A few years ago Kathryn Erskine’s Mockingbird won the National Book Award for children’s literature. The Absolute Value of Mike, her latest book, is a story that will have special appeal to young teens who have “gifted” parents, those who are growing up in households where the achievements of one or more parent are exceptional and a child often suffers under the parental and social expectation that they too will grow up to be high achievers and extraordinarily successful adults. Such is the problem faced by our story’s hero, fourteen-year- old Mike Einstein Foster (no pressure when they give you a name like that!). Mike’s mother died when he was very young, and he has been his father’s caretaker, handling the mundane and practical matters of running thier household for many years. Mike’s father is an abstracted and eccentric engineering genius, brilliant at the math skills so necessary for his career; Mike suffers from a condition known as “dyscalculia,” a brain disorder which causes a person to have great difficulty in manipulating numbers. But that hasn’t stopped his father from assuming that his son will follow in his footsteps and have a brilliant career in engineering…..whether he wants to or not.
One fateful summer, Mike’s father takes a temporary teaching job in Eastern Europe and sends Mike to spend the summer with his great aunt and uncle in rural Donover, Pennsylvannia. His father believes that his uncle is working on an engineering project in which Mike, as his assistant, will get some practical experience in the applications of science. When Mike arrives, it turns out that there has been a big misunderstanding.
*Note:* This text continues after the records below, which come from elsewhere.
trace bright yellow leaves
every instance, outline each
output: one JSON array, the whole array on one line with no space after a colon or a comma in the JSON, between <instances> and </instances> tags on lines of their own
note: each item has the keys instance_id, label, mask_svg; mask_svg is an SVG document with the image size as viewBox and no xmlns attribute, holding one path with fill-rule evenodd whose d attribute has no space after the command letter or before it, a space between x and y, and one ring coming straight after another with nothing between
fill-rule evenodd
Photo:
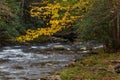
<instances>
[{"instance_id":1,"label":"bright yellow leaves","mask_svg":"<svg viewBox=\"0 0 120 80\"><path fill-rule=\"evenodd\" d=\"M65 0L64 0L65 1ZM67 0L66 0L67 1ZM80 0L83 1L83 0ZM46 1L47 2L47 1ZM79 4L79 3L77 3ZM76 9L76 7L82 5L82 7L86 4L86 2L81 2L79 5L71 6L61 6L59 3L45 3L44 6L40 7L32 7L30 10L31 17L38 17L38 19L42 19L47 22L47 25L50 25L46 28L38 28L37 30L27 30L26 35L22 35L17 37L17 41L26 42L34 40L39 36L51 36L59 31L62 31L63 28L70 27L72 23L75 22L76 19L82 18L81 15L72 15L72 10ZM85 6L84 6L85 7ZM59 13L60 11L64 11ZM48 18L49 16L49 18Z\"/></svg>"}]
</instances>

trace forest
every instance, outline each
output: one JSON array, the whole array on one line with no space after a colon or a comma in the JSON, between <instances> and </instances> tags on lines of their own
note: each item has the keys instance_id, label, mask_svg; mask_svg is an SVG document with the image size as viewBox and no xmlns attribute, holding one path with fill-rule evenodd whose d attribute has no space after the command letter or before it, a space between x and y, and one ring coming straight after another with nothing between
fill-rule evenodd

The project in which the whole town of Donover is engaged is raising $40,000 so that one of its local citizens can adopt an orphan from Romania. Mike ends up managing the entire campaign to raise the money. In the process he comes to understand what are his own special abilities and talents, that he can inspire and bring people together to solve a “human” engineering problem. It’s the very sort of skill set that his father lacks and values so little.
That’s the serious gist of the story, but the tale is enlivened with humor and a cast of very eccentric folks we meet in the town of Donover. As his Aunt Moo tells him, “some of us are more extreme cases than others,” but Donover seems to have more than its fair share. They all seem to be stuck in some sorrow that makes it difficult for them to move on and face the matter at hand and bring about the good that might be done. It is hard for Mike to relinquish his initial impatience with these characters in what seems to him their wallowing in sorrow and their diminished ability to face the world. But his great accomplishment is to finally understand and sympathize with these odd and kind people he comes to know. What he learns that summer is a way to lead them forward from the losses that bind them. The strength of this self-discovery allows him to confront his father and assert his right to make his own choices for his life.
As the son of an engineer who flunked high school Algebra, Geometry, and Trigonometry, I got this story. Or it found me, and will find some others yet I suppose.